Profil mesajlarından biri:
"Benim evladım olmuyor 1.5 senedir. Görümcem de hamile bu gün kalp atışlarını duymuş eşime söyledi. Bunu duyunca benim de yüzüm düştü. Eşim bağırdı bana sen çok fesatsın bizim çocuğumuz olsa öyle mi yapacaktı o, annem ablam olumsuz birşey söylesin hemen boşarım seni bıktım artık 1.5 senedir falan dedi. Çok üzüldüm ne yapacağımı bilemiyorum şu an."
ailesi işin içinde olmasa bana güzel davranan biri. yanında mutlu hissediyorum kendimi.
Yaşadığın o üzüntüyü hepimiz yaşadık, yaşıyoruz.
Kendinde olmayan bir şeye insan heves etmez mi?
Arkadaslarimin hamilelik mujdesi videolarini gözyaşlarıyla izledim hep. Daha 2 saat önce yine izledim agladim. İmrenmedim mi, imrendim.

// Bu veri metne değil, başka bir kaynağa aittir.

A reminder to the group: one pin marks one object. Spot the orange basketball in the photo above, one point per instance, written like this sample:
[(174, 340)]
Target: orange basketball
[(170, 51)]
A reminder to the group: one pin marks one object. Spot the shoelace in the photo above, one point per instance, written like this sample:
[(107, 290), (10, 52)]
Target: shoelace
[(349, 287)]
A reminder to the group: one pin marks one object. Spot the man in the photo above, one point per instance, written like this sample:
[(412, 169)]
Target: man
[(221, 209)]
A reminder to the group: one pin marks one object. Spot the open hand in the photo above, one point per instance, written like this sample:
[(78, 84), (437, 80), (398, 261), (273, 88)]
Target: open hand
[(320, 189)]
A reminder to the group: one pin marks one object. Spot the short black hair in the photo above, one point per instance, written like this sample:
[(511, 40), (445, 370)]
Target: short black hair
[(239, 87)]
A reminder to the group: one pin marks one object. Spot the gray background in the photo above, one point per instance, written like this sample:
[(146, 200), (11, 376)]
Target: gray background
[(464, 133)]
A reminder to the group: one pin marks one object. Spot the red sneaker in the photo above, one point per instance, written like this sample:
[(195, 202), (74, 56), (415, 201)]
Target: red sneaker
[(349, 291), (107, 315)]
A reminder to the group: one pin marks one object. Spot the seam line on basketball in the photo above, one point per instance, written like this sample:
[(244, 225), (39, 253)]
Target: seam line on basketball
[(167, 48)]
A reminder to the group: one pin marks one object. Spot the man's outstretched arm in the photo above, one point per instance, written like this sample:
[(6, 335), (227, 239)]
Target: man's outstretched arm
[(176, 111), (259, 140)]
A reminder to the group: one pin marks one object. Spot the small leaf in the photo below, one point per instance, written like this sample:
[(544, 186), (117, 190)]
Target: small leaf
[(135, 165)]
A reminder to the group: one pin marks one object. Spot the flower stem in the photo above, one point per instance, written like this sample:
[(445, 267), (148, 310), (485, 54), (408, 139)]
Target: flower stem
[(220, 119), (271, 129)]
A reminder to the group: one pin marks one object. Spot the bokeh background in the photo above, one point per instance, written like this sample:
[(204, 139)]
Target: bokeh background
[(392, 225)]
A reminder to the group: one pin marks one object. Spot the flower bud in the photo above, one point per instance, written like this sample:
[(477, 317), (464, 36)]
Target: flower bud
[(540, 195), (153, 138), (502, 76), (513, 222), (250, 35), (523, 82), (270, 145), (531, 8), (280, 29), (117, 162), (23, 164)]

Ama bu, esinin tabiriyle "fesatça" degildi.
Doguramasin düşük yapsin demedim asla.
Allah saglikla kucagina almayi nasip etsin dedim. Bana da nasip etsin dedim.
Sen de üzülmüşsün ne var bunda? Gayet normal bir duygu.
O anda senin üzüldüğünü görüp sarılabilirdi. Ama yapmadi.
Kalbi pis bir insan, bu saf üzüntüyü fesatlık olarak adlandırır.
Emin ol gerçekten seven her koca, hatta seven demeyeyim saygi duyan, esini insan yerine koyan her koca o anda sarılır destek verirdi eşine.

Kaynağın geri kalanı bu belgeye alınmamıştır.